I continue to be amazed at how many companies will happily throw significant money at storage (the myth of “storage is cheap” amuses me no end) yet put themselves at risk through cutting back on basic common sense security measures – without having a considered approach to data management.

This isn’t just about pushing users to shared drives – which will become less relevant as cloud services continue their march into the enterprise. This is about taking a proactive approach to classification right from the outset, in order to then decide how the data needs to be handled, by whom, where it should live, and for how long.

I’ve mentioned already how this is imperative if organisations are to be able to embrace cloud, although there is a further consideration here. If we look at the size of an average email, it was approx 18k back in the early days of the Internet. Depending on who you speak to, that average email is approx 250-300k today – notwithstanding the amount of times an email with document can bounce to and fro in and out of an organisation. 10 years later, an average of 50 emails a day, with many multiple copies of the same document – plus additional revisions – means that up to 80% of storage could be duplication (certainly based on projects I have seen recently)

Cutting this down and getting it under management has several benefits; firstly, significantly reduced operational costs. Secondly, makes security rather easier to implement. Thirdly, the costs for ediscovery are significantly reduced.
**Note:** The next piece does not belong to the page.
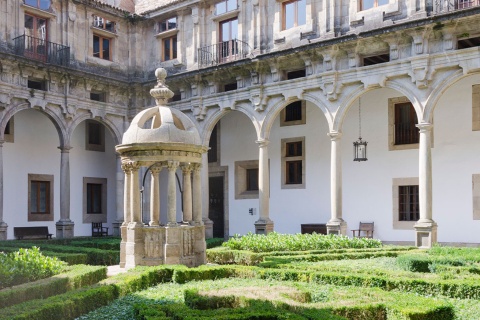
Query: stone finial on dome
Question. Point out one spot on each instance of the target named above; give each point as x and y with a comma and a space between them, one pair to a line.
161, 92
Where the 3rd point is concerned, the real risks around data management are yet to be felt. I have come across organisations who’s policy to email retention is 2 years – or even to allow their users to decide on deletion. There is a real risk of organisations entering or being pulled into litigation, to then either see a case fail – or worse be fined – for missing information. Even putting aside these extreme scenarios, it cannot be sensible to pay counsel to trawl through a mass of data when potentially they need only be concerned with the 20% that matters.